Один из замечательнейших примеров
подобного случая представляет собой д-р
Декстер, через посредство которого были
получены в 1852 году сообщения, помещенные в
сочинении судьи Эдмондса «Спиритуализм»
(1853). Свидетельство г. Декстера имеет тем
более значение, что он доктор медицины и,
стало быть, лицо, вполне способное
наблюдать и анализировать подобные явления.
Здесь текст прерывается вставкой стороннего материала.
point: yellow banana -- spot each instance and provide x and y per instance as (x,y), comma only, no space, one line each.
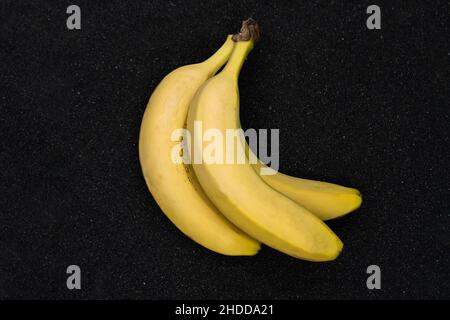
(326,200)
(236,189)
(174,186)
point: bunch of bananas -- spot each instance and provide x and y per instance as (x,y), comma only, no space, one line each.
(232,208)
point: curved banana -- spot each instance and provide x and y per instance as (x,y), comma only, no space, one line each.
(173,185)
(236,189)
(326,200)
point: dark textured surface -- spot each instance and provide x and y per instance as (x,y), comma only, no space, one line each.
(361,108)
В своем предисловии к первому тому
упомянутого сочинения он, рассказывая о
своей борьбе с силами, сделавшими из него
медиума, говорит так:
«Теперь
прошло без малого два года, с тех пор как «спиритические
явления» впервые привлекли мое внимание, и
я уже говорил, что неверие мое было так
сильно, что я готов был признать их все за
одно из величайших шарлатанств нашего
времени. Соглашаясь же на предложение
одного приятеля посещать сеансы
спиритического кружка, я руководился двумя
соображениями: во-первых, желанием
удовлетворить собственное любопытство, а
во-вторых, предположением, что если явления
не обусловливаются преднамеренным обманом,
то могут быть следствием естественного
закона и что мне, может быть, удастся или
раскрыть обман, или найти естественную
причину, лежащую в их основании (с. 82).
Удовлетворив
свое любопытство ежедневным их наблюдением
и убедившись, что не было ни фокусничества,
ни стачки, как в умственных, так и в
физических явлениях, я должен был сознаться,
что ни естественные, ни психические законы,
доселе известные, не дают им надлежащего
объяснения; тем не менее, как бы странным
это ни казалось, несмотря на частые и
поразительные доказательства; получаемые
мною, я продолжал относиться к вопросу
скептически. И хотя даже после нескольких
месяцев внимательных исследований я не был
в состоянии разрешить эту удивительную
проблему и бывали минуты, когда я готов был
признать себя почти убежденным
спиритуалистом, все-таки я продолжал не
верить. Ибо я не мог допустить возможности,
чтобы дух, неосязаемый, невещественный,
эфирный, каким я его всегда представлял
себе, мог входить в общение с человеком; и в
особенности не верил я тому, чтобы дух, по
общему о нем мнению, не имеющий ничего
осязаемого, мог двигать столы, стучать в
стену, поднимать на воздух людей, вообще
проявлять себя в этом материальном мире, им
навеки покинутом. Беспристрастно сравнивая
факт с фактом, доказательство с
доказательством, я не мог не сознавать, что
в любом спорном вопросе половины всех
предъявленных фактов было бы достаточно,
чтобы поверить. Но я знал, что этого не
может быть, и потому не верил (с. 88).
Ни воля
моя, ни желание нисколько не участвовали в
моем медиумическом развитии, ибо оно шло
против них, и когда в первый раз я
почувствовал на себе то влияние, проявление
которого я видал на других медиумах, то
воспротивился этому всеми силами духа и
тела (с. 89).
Однажды,
поздно вечером, я сидел у себя в приемной
комнате один, на кресле; правая рука моя
лежала на ручке его. Мысли мои были заняты
тем, что я только что читал. Я почувствовал
во всей руке какое-то странное ощущение, как
если бы у плеча схватили ее две руки; я
попробовал поднять ее, но не мог и едва
сделал усилие, как пальцы были прижаты к
ручке кресла и невольно крепко обхватили ее.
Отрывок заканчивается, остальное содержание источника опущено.